Kekasihku, Asisten Adikku

Kekasihku, Asisten Adikku
Hujan Dan Dinginnya


__ADS_3

Keadaan tidak berubah meski waktu telah berganti dengan begitu cepatnya. Masih sering bertengkar dan saling adu urat, tetapi tak jarang pula, mereka saling melempar kepedulian dan perhatian.


“Aku akan menjemputmu jam lima sore,” begitu bunyi pesan yang Excel kirimkan pada Naja siang tadi. Excel bersikukuh mengantarkan Naja belanja kebutuhan rumah tangga mereka, meski Naja menolak. Sejak kejadian terakhir kali, Excel memang sedikit berubah sikapnya, setidaknya pipinya yang semulus porselen itu menampakkan kerutan. Ia sering tersenyum dan bicara, walaupun bicaranya hanya untuk membuat Naja kesal. Sedangkan sikap memaksa dan ketus sepertinya sudah mendarah daging. Apalagi tatapan yang selalu membuat napas Naja tercekat saking horornya, sepertinya akan selalu menjadi teror tersendiri dalam hidup Naja.


Lima kurang lima belas menit, Naja sudah menyandang tas di punggungnya setelah mengirimi Excel pesan yang mengatakan dirinya telah siap. Ruangan ini nyaris kosong, hanya ada dua buah patung manekin yang dilapisi helaian potongan kain yang baru saja Naja gunakan sebagai model untuk bajunya sendiri dan Excel tentunya. Ya, dia akan mendampingi suaminya itu pada saat menghadiri pernikahan salah satu rekan kerjanya akhir bulan ini. Tentu saja, Naja ingin tampil sebaik mungkin agar tak membuat suaminya itu malu.


Pukul lima tepat, Naja memutuskan untuk memesan taksi online untuk mengantarkannya ke sebuah pusat perbelanjaan. Terlebih, Excel tidak membaca pesan yang terkirim lima belas menit lalu. Sepi sekali rumah mode Sam yang memang hanya buka di siang hari ini. Hujan membawa angin basah yang terasa dingin menembus sweater yang dikenakan Naja. Kilat dan petir saling beradu di langit terkadang membuat Naja menutup telinga saking kerasnya ledakan petir itu.


“Cel ... apa kau masih lama?” Naja kembali mengirim pesan kepada Excel. Petang kian menggelap, baik taksi maupun Excel tidak juga menampakkan ujung mobilnya di depan Naja.

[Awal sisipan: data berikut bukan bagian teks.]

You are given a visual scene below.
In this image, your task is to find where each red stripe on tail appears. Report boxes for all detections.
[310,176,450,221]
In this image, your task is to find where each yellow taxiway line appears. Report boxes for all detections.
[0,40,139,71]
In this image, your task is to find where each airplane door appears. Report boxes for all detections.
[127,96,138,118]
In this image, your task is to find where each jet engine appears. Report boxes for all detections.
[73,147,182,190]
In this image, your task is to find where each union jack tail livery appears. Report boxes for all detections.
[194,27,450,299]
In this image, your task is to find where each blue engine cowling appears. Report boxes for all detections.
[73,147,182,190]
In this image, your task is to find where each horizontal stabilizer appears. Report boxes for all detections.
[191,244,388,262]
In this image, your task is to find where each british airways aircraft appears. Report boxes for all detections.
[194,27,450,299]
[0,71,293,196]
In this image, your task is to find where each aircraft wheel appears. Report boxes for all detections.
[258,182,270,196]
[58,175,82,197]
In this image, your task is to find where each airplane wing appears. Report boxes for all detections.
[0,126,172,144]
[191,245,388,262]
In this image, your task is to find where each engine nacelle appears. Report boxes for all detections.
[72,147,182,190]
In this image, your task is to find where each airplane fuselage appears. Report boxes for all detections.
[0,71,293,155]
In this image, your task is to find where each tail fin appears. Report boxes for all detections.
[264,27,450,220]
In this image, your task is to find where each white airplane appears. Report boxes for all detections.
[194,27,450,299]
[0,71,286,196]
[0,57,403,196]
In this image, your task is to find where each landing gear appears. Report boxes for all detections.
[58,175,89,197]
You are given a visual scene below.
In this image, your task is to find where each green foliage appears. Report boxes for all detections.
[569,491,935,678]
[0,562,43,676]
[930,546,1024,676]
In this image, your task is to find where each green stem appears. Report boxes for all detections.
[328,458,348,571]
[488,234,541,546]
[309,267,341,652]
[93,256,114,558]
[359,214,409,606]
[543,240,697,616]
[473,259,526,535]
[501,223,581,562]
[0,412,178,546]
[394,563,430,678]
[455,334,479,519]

Jujur Naja takut, apalagi hujan tampaknya enggan berhenti. Sabtu malam dan Naja yang seharusnya kini sudah berada di rumah memeluk guling dan membalut tubuhnya dengan selimut yang hangat.


Naja mengamati sekitar, tetapi tidak ada yang bisa ia pakai untuk sekedar mendekat ke pos satpam. Di sana setidaknya ada orang yang bisa diajaknya berbicara atau meminjam payung untuk berjalan ke halte bus terdekat. Naja mengembuskan napasnya, tampaknya ia tak punya pilihan selain membiarkan dirinya kehujanan. Meletakkan tangannya di atas kepala, Naja berlari melintasi halaman di tengah kilatan petir yang menggelegar dan tetes hujan yang semakin rapat menimpa bumi.


“Pak ... apa ada payung?” tanya Naja sembari mengulurkan kepalanya ke dalam pos yang menguarkan aroma asap rokok yang pekat. Pria di dalam sana sedang asyik menatap layar televisi ditemani secangkir kopi hitam yang masih mengepulkan asap.


Si satpam menoleh dengan membawa keterkejutannya. “Lho, Mbaknya belum pulang?” tanya satpam itu sedikit tidak percaya pada penglihatannya. Seingatnya tidak ada satupun kendaraan di tempat parkir sehingga ia mengira semua karyawan telah pulang dan menutup gerbang.


“Ini baru mau pulang ... dan saya mau pinjam payung, Pak. Ada?"


“Naik apa, Mbak? Kalau naik motor, di depan jalanan tergenang air karena selokan tersumbat, motornya bisa mati, Mbak.” Satpam itu bangkit dari duduknya yang tampak nyaman, ia berjalan ke belakang lemari yang menjadi pembatas dengan ruang di belakangnya. “Ini, Mbak ....”


Sebuah payung berwarna hitam terulur ke arah Naja yang langsung di sambarnya, “Makasih Pak, akan saya kembalikan hari Senin,” Sedikit menundukkan kepalanya, Naja berbalik meninggalkan pos satpam.


“Hati-hati di jalan, Mbak,” si satpam tampak khawatir, ia mendongak menatap langit yang makin deras mengguyurkan hujannya ke bumi.


Naja membuka payung, setelah mengangguki si satpam dan melangkah menembus hujan. Tak lupa, ia menggulung celana jeans yang ia kenakan hingga mencapai pertengahan betis. Hujan dan dinginnya selalu membuatnya kecil dan putus asa. Hujan selalu mengingatkannya pada luka, luka yang akan selalu ia ingat hingga akhir hayatnya, mungkin. Ya, ia memutuskan meninggalkan kampung dan Ai untuk ikut dengan Jen. Ia akrab dengan dingin dan aroma basah angin seperti ini, sama seperti satu tahun lalu. Tanpa terasa, bulir air mata menggenang di pipi.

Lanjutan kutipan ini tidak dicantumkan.